Industry Liabilities


My first story is from the Hollywood reporter in an article titled “Fox TV can’t escape $28 million defamation lawsuit brought by judge” the story talks about how for is being sued for defamation by an Illinois judge. Fox did a four-part expose into the lazy work habits of Illinois judges and made the mistake of actually naming one, this is the one who is suing the network. My opinion on this is that should have been smart and just not said the judges’ name. It would have made the whole thing much less messy and there would be no lawsuit to even speak of.

            The second story I’m posting is from the same website. The article is about a producer-director suing his movie distributor because they allegedly stole money from him. The producer-director, Bryan Michael Stoller made the movie called First Dog about and orphan boy who finds the presidents dog. Stoller claims that the distributor of his movie sold it for less than it was worth and kept all the profits. Stoller claims that he never got paid for making the movie or giving any of the money the movie profited. My opinion on this article is that I believe the producer-director Stoller, I bet the distributor didn’t pay him you hear about these kinds of things happening all the time and I bet the studio thought this movie was small enough that they could get away with it.

My final article is also from the Hollywood reporter.
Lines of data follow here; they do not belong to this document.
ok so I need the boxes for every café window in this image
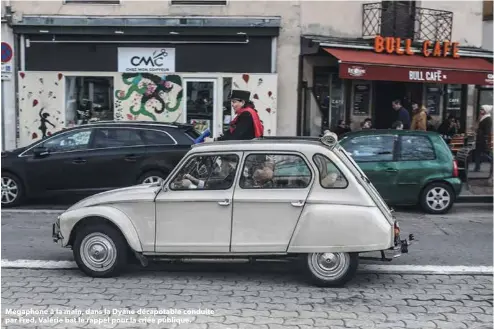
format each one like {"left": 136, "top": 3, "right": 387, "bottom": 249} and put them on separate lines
{"left": 313, "top": 71, "right": 345, "bottom": 135}
{"left": 477, "top": 86, "right": 494, "bottom": 119}
{"left": 65, "top": 76, "right": 114, "bottom": 126}
{"left": 444, "top": 84, "right": 462, "bottom": 119}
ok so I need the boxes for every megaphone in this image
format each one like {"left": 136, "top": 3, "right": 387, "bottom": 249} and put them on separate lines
{"left": 194, "top": 128, "right": 211, "bottom": 144}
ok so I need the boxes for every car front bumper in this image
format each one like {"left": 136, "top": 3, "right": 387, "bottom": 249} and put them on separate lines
{"left": 52, "top": 217, "right": 64, "bottom": 244}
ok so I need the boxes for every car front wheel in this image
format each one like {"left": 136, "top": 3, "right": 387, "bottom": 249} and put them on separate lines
{"left": 73, "top": 224, "right": 128, "bottom": 278}
{"left": 304, "top": 252, "right": 359, "bottom": 287}
{"left": 138, "top": 170, "right": 167, "bottom": 185}
{"left": 420, "top": 182, "right": 454, "bottom": 214}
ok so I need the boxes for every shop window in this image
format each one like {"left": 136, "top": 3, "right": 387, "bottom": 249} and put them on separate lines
{"left": 329, "top": 74, "right": 345, "bottom": 131}
{"left": 444, "top": 84, "right": 462, "bottom": 121}
{"left": 313, "top": 71, "right": 330, "bottom": 134}
{"left": 65, "top": 76, "right": 114, "bottom": 126}
{"left": 185, "top": 80, "right": 215, "bottom": 135}
{"left": 312, "top": 71, "right": 345, "bottom": 135}
{"left": 477, "top": 86, "right": 494, "bottom": 119}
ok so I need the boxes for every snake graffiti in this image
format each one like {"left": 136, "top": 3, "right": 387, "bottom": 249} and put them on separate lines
{"left": 115, "top": 73, "right": 183, "bottom": 121}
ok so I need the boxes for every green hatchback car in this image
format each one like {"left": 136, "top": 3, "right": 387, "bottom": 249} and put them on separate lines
{"left": 337, "top": 130, "right": 462, "bottom": 214}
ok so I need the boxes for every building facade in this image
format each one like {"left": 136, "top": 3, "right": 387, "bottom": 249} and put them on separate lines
{"left": 2, "top": 0, "right": 493, "bottom": 149}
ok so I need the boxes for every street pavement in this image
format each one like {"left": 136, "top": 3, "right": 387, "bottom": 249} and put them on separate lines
{"left": 2, "top": 267, "right": 493, "bottom": 329}
{"left": 2, "top": 204, "right": 493, "bottom": 266}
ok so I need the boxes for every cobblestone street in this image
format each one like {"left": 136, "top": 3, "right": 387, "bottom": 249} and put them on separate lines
{"left": 2, "top": 267, "right": 493, "bottom": 329}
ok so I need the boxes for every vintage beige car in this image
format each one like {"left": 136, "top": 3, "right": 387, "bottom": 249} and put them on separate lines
{"left": 52, "top": 134, "right": 413, "bottom": 287}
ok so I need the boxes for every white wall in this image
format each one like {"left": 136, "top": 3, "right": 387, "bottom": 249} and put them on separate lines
{"left": 1, "top": 22, "right": 17, "bottom": 150}
{"left": 482, "top": 20, "right": 493, "bottom": 50}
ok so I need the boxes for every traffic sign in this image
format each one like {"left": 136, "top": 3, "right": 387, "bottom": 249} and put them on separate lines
{"left": 2, "top": 42, "right": 13, "bottom": 63}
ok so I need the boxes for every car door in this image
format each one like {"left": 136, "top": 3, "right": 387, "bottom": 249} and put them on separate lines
{"left": 154, "top": 152, "right": 242, "bottom": 253}
{"left": 24, "top": 128, "right": 94, "bottom": 192}
{"left": 87, "top": 127, "right": 149, "bottom": 190}
{"left": 395, "top": 134, "right": 438, "bottom": 204}
{"left": 340, "top": 134, "right": 400, "bottom": 203}
{"left": 230, "top": 152, "right": 313, "bottom": 252}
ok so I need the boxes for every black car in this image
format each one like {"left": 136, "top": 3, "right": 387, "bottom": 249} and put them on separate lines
{"left": 1, "top": 121, "right": 200, "bottom": 207}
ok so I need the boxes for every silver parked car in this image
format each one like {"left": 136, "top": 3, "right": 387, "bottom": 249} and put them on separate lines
{"left": 53, "top": 133, "right": 413, "bottom": 287}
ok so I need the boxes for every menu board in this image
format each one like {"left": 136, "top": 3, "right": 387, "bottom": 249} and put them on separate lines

This story is called “Fox’s American Horror Story VS. Zombie Boy legal spat settled”. The article talks about how body art model Rick Genest sued the hit television show when one of the characters was shown in body art similar to his. Genest claims that he has his bodywork copy-righted. The suit has been settled and both parties have agreed not to discuss the terms. My opinion on this is that I find it ridiculous that Genest can copy right his tattoos, his tattoos are of a skeleton. I don’t personally understand how someone can copyright an image as common as a skeleton.

Saturday, October 13, 2012

Actor sued for leaving playstation advertisement for nintendo wii


The PlayStation Company is suing actor Jerry Lambert because he left their advertisement to promote Nintendo. Jerry Lambert play fiction PlayStation CEO “Kevin Butler” in PlayStation ads for years but, recently he jumped shipped from PlayStation and left to promote Nintendo the even crazier part is the commercials are practically the same. Over all this was just a terrible idea on Nintendo and Lamberts part, it is one thing to reuse an actor but to reuse your rivaled companies idea almost to the letter? It does not make much sense yes the “Kevin Butler” commercials were popular but that is just odd and confusing to see him promoting Nintendo I am sure when most people see the commercial they immediately assume it is for PlayStation, which is poor planning on a rival companies part. PlayStation also had that character trademarked and while Nintendo did not actually say the characters name it was obvious it was meant to be said character. This is the biggest reason PlayStation is suing because it will confuse customers. I personally think this is something Nintendo should have thought about the last thing I would want as a major corporation is for my advertisement to seem like it is the advertisement for another company. When someone sees my add I would want them to instantly think of my company not start the advertisement believing it was for my rival. This whole debacle just seems to be really poor planning on Nintendo’s side. I can’t imagine why they thought it was a good idea to copy their rival’s advertisements so closely to promote their product. This is a court battle I believe Sony will easily win, the character is so obviously Sony’s and the commercial idea is clearly Sony’s as well. The idea to copy Sony’s promotion just doesn’t make any sense on Nintendo’s side. Maybe the whole thing was some sort of publicity stunt.